New UK Tax Rules Could Hit Buying Overseas Homes

Property investors are likely to be hammered by the new stamp duty rules rushed in by Chancellor George Osborne.

Osborne announced the 3% surcharge on buying a residential property for use other than as a main home in his Autumn Statement 2015.

A hasty consultation period has followed – with the details published on December 28 and the consultation due to close on February 1.

The new rules will come into force at the start of April 2016.

Tax professionals are suspicious the new law will trap thousands of unwitting taxpayers because the wording in the consultation is poorly drafted.

Unintended consequences for home buyers

The targets of the measure are buy to let landlords.

Adding a 3% stamp duty to property purchases over £40,000 is likely to hit thousands of homebuyers, not just landlords, according to tax experts UHY Hacker Young.

Tax director Graham Boar explained the wording of the consultation is so woolly that the new rules could extend to any UK taxpayer buying a property overseas as a second home or a rental.

“It’s the law of unintended consequences for property buyers,” he said. “The government needs to make absolutely clear who this law applies to.
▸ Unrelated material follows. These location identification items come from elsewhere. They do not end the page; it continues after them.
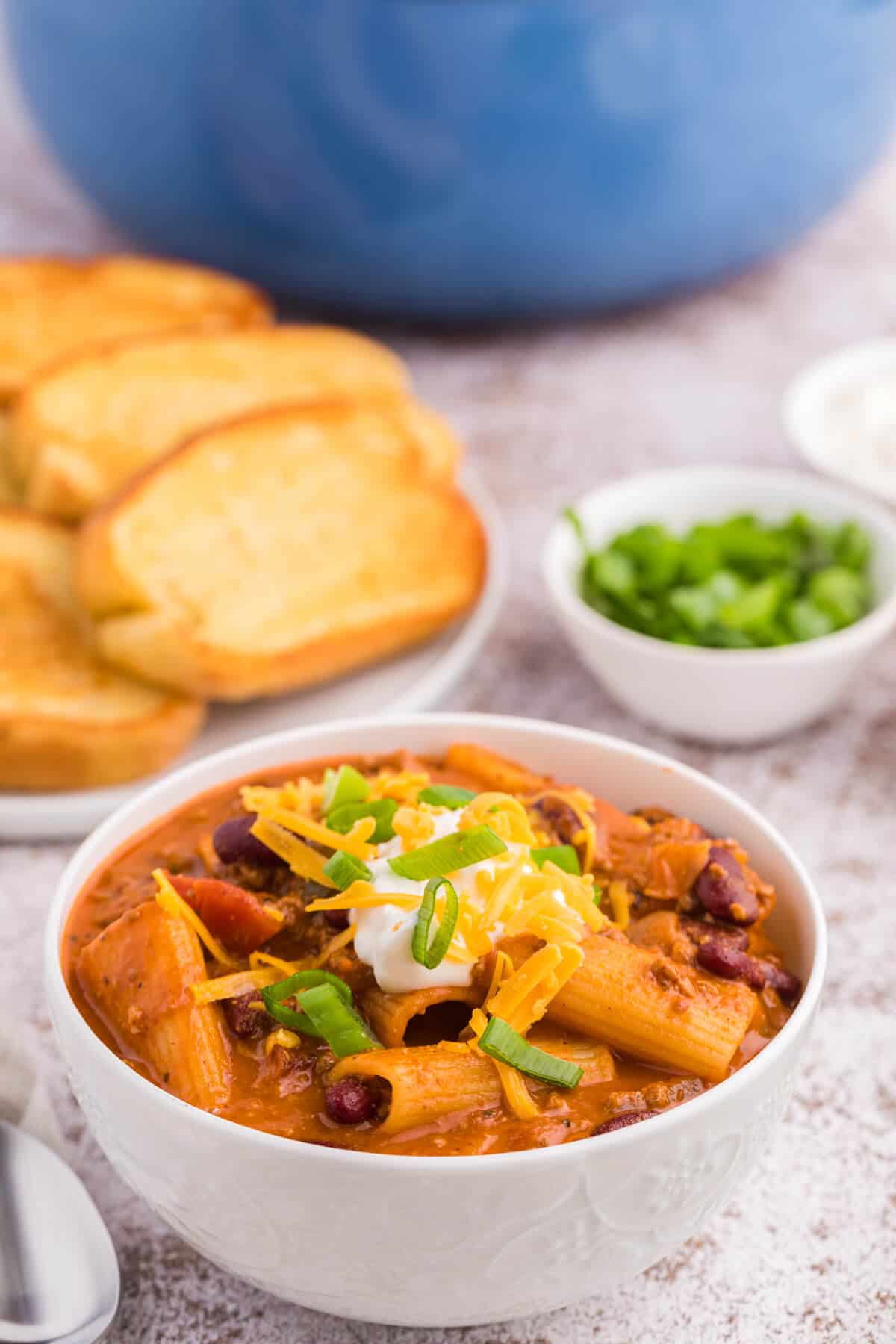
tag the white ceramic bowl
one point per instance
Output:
(445, 1241)
(840, 413)
(719, 695)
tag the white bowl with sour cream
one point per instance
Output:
(445, 1241)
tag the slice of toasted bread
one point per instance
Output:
(66, 719)
(277, 551)
(8, 487)
(53, 305)
(89, 423)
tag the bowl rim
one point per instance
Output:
(809, 391)
(97, 847)
(871, 628)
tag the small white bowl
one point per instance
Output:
(445, 1241)
(719, 695)
(840, 413)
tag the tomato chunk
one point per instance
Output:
(231, 913)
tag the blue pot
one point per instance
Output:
(462, 159)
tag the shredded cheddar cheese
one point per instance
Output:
(336, 944)
(231, 987)
(302, 860)
(402, 785)
(620, 903)
(361, 895)
(285, 968)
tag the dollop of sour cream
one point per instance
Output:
(385, 933)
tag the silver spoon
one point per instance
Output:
(60, 1278)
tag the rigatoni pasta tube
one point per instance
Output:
(492, 771)
(428, 1082)
(390, 1015)
(433, 1081)
(650, 1007)
(136, 976)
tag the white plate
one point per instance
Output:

“In some places the long and complicated consultation document says only properties in England and Wales are affected, and in others mentions homes anywhere in the world may be taken into account.

Foreign home buyers

“The proposals seem rushed and full of holes and this sort of doubt could mean people paying the tax who do not need to.”

Around 35,000 British taxpayers buy homes overseas each year, so if the rules extend beyond the UK shores, a significant number of people could be affected.

The new stamp duty could net other property buyers as well, such as parents helping their children on to the property ladder or families providing a home for less well-off parents or relatives.

Owners of these uncommercial lets already miss out on tax breaks for running costs and repairs but have to pay capital gains tax when they sell.

“We don’t know exactly how this proposal will look until government releases the next round of documents, and it could be shelved judging the way the consultation has gone,” said Boar.